Ram Madhvani's series is all over the place and also boring to watch, complains Deepa Gahlot.
The words inspired by true events are written and crossed out after the title The Waking Of A Nation. It is as if Ram Madhvani, creator and director of the historical series, has come up with his own theory -- one that never occurred to historians down the ages -- about the terrible Jallianwala Bagh massacre of 1919.
Then, after six episodes of the show (on SonyLiv), there is nothing new uncovered. Or even the oft-repeated incident retold with any great degree of empathy.
In our country, it is difficult to fudge history, but filmmakers in the West have given their own fictional twists to well-known historical events, with what if? questions raised.
Quentin Tarantino's Inglourious Basterds, comes to mind, with its alternate retelling of history, and two converging plots to assassinate Nazi leaders in Paris.
The Waking Of A Nation is mostly the awakening of one Indian lawyer, Kantilal Sahmi (Taaruk Raina), educated in London, who believed in British justice. After seeing what Amritsar, Punjab and the rest of the country suffered, he changed from trousers to a dhoti and was appointed as one of the three Indians on the Hunter Commission that was appointed to inquire into the events in Punjab.
Sahni mostly paces the courtroom addressing with a deadpan face the crowd instead of members of the commission, waving a notebook with his finger as a bookmark on the same page, which he didn't even refer to.
The show adopts a complicated format of jumping back and forth across timelines, which really adds nothing to the story, already too well known to Indian viewers. General Reginald Dyer (played by Alex Reece) had ordered firing on a peaceful gathering at Jallianwala Bagh in Amritsar, at which 400 people were killed and many more injured.
A blood-stained paper with 'Conspiracy' written across it appears like a motif, as Sahni tries to prove that the massacre was pre-planned. Considering history books name the then Lieutenant Governor of Punjab, Michael O'Dwyer (played by Paul McEwan) as responsible for the problems in the state, there is no great revelation.
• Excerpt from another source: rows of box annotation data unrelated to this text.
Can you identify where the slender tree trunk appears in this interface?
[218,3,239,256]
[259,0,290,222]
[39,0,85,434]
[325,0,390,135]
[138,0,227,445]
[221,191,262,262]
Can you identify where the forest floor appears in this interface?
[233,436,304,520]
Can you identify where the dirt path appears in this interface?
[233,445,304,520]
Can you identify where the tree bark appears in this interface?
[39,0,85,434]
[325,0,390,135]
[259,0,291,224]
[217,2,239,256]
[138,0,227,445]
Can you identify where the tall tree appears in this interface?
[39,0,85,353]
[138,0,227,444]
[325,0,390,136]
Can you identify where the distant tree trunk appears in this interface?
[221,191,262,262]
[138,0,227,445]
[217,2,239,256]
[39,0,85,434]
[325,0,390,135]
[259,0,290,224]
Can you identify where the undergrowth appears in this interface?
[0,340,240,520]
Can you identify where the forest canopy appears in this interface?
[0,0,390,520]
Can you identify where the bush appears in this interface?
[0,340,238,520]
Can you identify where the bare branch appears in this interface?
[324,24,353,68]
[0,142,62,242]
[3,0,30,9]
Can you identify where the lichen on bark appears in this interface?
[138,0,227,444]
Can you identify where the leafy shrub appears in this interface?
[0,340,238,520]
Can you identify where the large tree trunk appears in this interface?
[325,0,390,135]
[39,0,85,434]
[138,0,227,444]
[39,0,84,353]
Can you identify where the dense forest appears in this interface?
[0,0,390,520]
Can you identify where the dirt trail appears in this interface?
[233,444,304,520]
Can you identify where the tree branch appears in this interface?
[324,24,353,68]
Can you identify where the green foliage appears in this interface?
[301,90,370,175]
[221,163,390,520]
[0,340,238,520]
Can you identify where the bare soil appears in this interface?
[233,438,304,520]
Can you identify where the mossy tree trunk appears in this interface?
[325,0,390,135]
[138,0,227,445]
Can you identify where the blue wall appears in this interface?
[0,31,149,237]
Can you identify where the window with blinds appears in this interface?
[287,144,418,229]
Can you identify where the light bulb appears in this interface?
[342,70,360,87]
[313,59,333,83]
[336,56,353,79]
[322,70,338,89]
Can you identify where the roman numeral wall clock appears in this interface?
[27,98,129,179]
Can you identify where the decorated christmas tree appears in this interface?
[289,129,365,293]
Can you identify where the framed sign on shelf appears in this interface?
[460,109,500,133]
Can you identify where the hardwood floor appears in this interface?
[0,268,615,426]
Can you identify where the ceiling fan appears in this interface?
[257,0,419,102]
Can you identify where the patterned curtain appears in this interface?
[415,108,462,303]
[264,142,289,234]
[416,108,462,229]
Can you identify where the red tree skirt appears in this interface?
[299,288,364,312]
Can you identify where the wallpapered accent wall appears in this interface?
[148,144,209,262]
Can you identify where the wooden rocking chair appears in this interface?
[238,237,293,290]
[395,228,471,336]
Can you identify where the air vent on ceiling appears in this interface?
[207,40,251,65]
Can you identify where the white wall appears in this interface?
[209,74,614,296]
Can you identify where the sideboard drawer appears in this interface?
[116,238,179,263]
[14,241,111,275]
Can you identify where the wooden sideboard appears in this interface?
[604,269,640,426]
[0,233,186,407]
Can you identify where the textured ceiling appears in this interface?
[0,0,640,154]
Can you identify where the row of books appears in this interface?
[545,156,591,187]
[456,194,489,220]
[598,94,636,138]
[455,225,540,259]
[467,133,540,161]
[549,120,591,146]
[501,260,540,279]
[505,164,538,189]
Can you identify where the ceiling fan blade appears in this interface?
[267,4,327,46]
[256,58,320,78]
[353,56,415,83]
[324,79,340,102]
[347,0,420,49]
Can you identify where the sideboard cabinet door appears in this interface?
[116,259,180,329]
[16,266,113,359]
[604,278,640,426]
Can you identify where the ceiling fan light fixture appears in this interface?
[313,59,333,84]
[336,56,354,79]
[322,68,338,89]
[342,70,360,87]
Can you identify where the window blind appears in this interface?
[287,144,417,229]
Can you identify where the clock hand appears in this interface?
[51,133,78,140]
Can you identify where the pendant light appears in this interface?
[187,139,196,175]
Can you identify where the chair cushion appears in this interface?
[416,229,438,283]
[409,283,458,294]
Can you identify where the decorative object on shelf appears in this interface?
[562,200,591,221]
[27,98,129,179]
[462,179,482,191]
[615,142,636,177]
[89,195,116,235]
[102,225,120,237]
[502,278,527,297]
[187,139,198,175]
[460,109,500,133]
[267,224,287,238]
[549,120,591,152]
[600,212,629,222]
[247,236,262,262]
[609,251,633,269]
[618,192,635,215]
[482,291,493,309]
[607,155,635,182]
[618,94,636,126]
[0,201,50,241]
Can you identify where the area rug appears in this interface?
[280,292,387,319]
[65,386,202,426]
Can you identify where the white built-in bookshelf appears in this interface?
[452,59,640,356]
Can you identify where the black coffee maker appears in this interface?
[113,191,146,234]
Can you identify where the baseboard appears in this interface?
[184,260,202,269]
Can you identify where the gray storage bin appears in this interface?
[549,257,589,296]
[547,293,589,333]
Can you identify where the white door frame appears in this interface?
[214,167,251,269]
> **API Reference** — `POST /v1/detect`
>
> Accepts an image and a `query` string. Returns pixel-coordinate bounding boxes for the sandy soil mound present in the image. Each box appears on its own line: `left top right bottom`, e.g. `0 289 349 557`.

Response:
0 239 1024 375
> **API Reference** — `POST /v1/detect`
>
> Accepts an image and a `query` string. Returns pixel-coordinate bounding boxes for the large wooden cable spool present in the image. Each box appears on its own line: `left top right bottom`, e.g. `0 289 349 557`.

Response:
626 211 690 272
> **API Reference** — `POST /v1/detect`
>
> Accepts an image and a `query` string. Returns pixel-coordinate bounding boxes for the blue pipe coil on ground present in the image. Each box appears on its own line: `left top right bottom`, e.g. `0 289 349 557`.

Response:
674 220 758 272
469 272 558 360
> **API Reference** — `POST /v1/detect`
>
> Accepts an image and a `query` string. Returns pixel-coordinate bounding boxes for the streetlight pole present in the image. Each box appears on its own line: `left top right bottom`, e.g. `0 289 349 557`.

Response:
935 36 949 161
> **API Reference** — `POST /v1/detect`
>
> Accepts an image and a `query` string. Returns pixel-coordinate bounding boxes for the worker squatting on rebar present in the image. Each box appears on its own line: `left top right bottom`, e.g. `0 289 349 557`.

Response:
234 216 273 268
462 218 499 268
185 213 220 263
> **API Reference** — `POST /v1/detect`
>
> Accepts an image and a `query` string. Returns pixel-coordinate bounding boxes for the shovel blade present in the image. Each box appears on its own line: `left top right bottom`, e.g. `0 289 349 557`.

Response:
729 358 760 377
Madhvani does give some background to the unrest in Punjab, following the stringent Rowlatt Act (that allowed for indiscriminate arrest and detention of freedom fighters, and the arrest of leaders Satyapal and Kitchlew, who had managed to maintain peace in Amritsar against all provocation by the British army.
When violence does break out, and a few British citizens are brutally killed, the authorities stamp down on all protests.
Sahni has a Bollywood-style friendship with a Sikh soldier Hari Singh Aulakh (Bhawsheel Singh Sahni) and a Muslim journalist, Allah Baksh (Sahil Mehta), whose fates open his eyes to British atrocities.
There is an Indian informer Hansraj (Adhyay Bakshi), who seems to be everywhere at once, with his misinformation, and getting the locals to what the British authorities want.
While Amritsar is burning, O'Dwyer is seen an a jungle camp, talking of how to keep savage Indians in check and the 'white man's burden'. (Later, he was assassinated by Udham Singh, while Dyer, the Butcher of Punjab, retired peacefully to his village in the UK.)
In the series, Sahni acts like a detective to expose a conspiracy, which wasn't. History does record that the Jallianwala Massacre caused widespread anger and led to the non-cooperation movement.
Using archival footage as well as making newly shot sequences look like black and white news clips, Madhvani recreates that terrible chapter in Indian history, but the series is all over the place and also, in spite of the dash of the thriller element, boring to watch.
The recent Freedom At Midnight (directed by Nikkhil Advani, also on SonyLiv) was a far more accurate and interesting historical web series.
In The Waking Of A Nation, a few sporadic scenes may stand out -- like Aulakh's wife Poonam participating in the freedom struggle and editing a newspaper, and for its implausibility, the scene in which O'Dwyer comes to Sahni's home and forcibly teaches his father how to use a knife and fork.
It does not, however, come together as a whole either as a historical account, or as a fresh look at the tragedy to unearth unknown facts.
There is no particularly noteworthy performance though the British actors acquit themselves well and do not look like caricature firangiss, even the snooty female medic who would rather die than wear a burqa to escape rioting mobs.
The Waking Of A Nation streams on SonyLiv.